Tod Browning | |
---|---|
Born |
Charles Albert Browning, Jr. July 12, 1880 Louisville, Kentucky, U.S. |
Died | October 6, 1962 Malibu, California, U.S. |
(aged 82)
Occupation | Film actor, director, screenwriter |
Years active | 1915–1939 |
Tod Browning (born Charles Albert Browning, Jr.; July 12, 1880 – October 6, 1962) was an American motion picture actor, director and screenwriter. Browning's career spanned the silent and talkie eras. Best known as the director of Dracula (1931), the cult classic Freaks (1932), and classic silent film collaborations with Lon Chaney, Browning directed many movies in a wide range of genres.
Browning was born as Charles Albert Browning, Jr., in Louisville, Kentucky, the second son of Charles Albert and Lydia Browning, and the nephew of baseball star Pete Browning. As a young boy, he put on amateur plays in his backyard. He was fascinated by the circus and carnival life, and at the age of 16 he ran away from his well-to-do family to become a performer.
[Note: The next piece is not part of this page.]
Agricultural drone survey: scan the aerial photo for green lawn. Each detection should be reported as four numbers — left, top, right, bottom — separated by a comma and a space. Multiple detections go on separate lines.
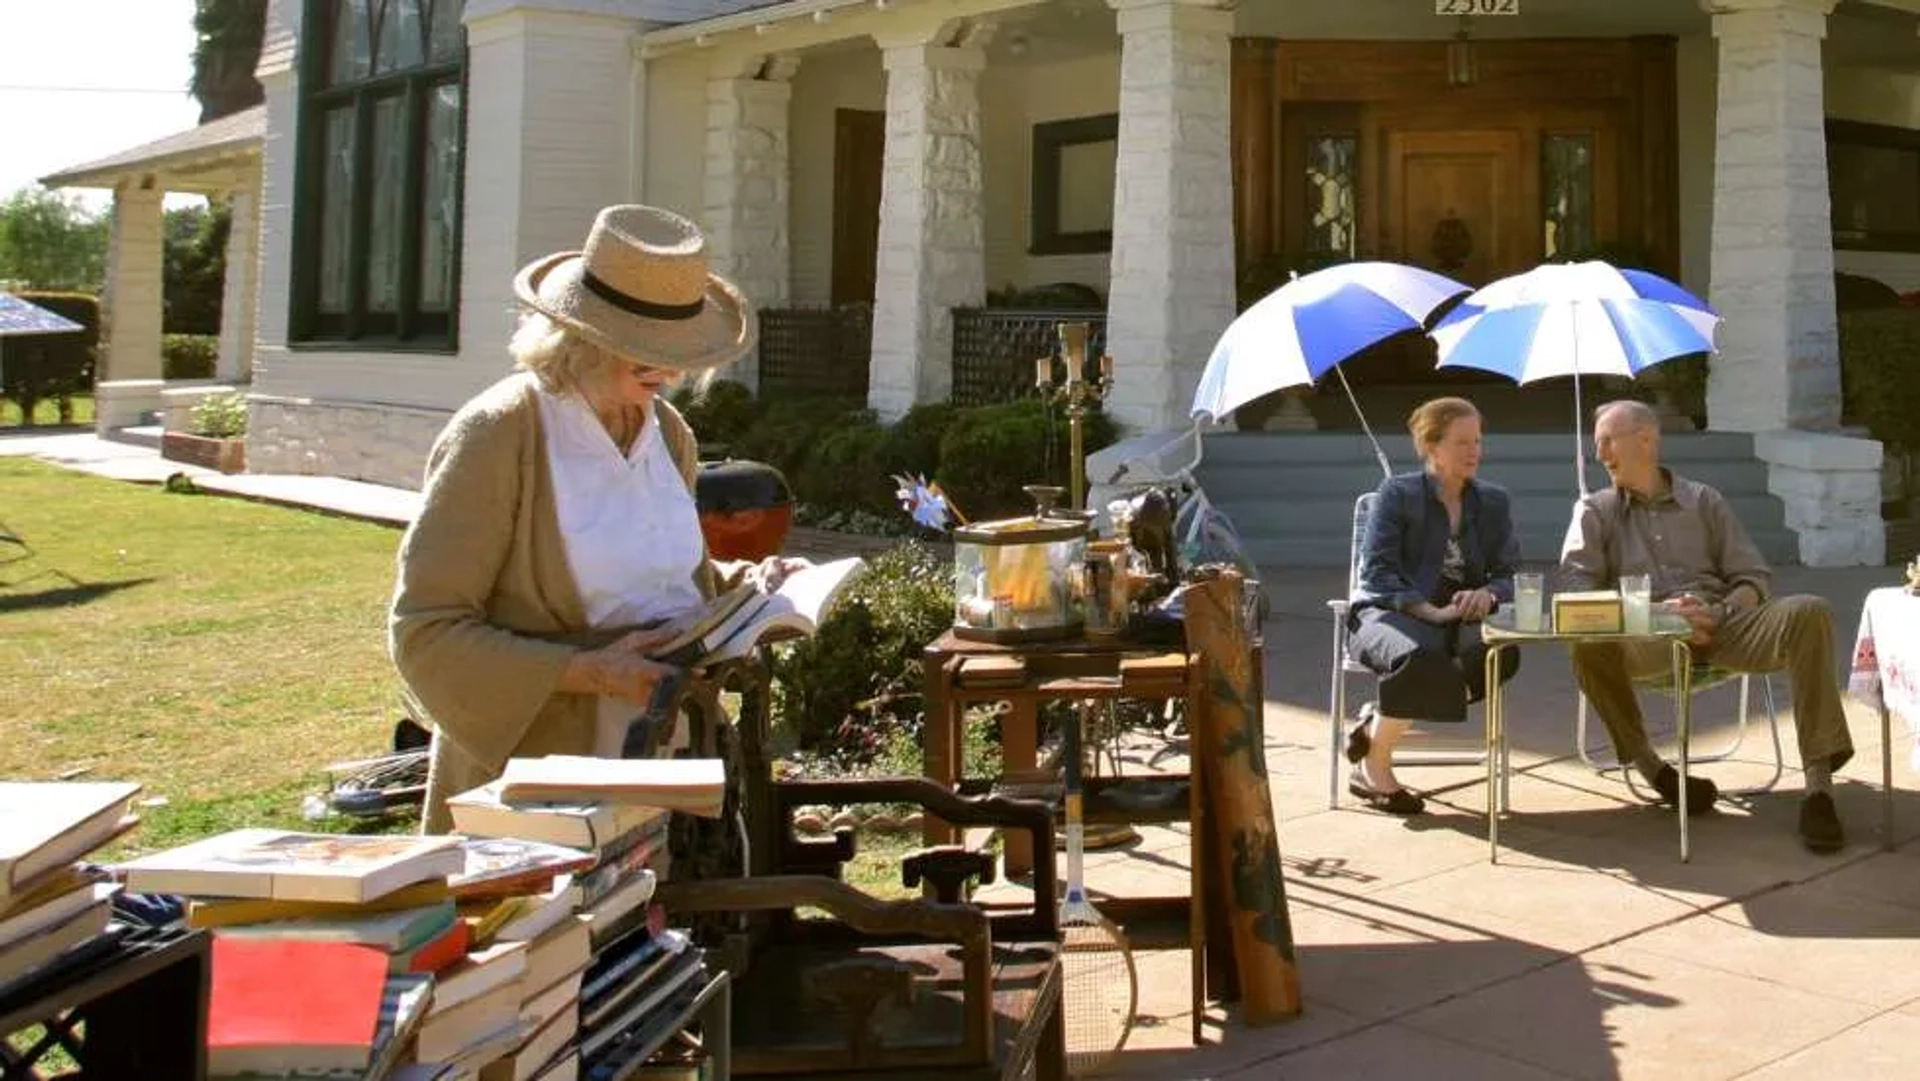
1, 394, 95, 428
0, 459, 406, 856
Changing his name to "Tod", he traveled extensively with sideshows, carnivals, and circuses. His jobs included working as a talker (barker, as the term is also known, is not correct) for the Wild Man of Borneo, performing a live burial act in which he was billed as "The Living Corpse", and performing as a clown with the Ringling Brothers Circus. He would draw on this experience as inspiration for some of his film work.
He performed in vaudeville as an actor, magician and dancer. He appeared in the Mutt and Jeff and The Lizard and the Coon acts, and in a blackface act titled The Wheel of Mirth alongside comedian Charles Murray.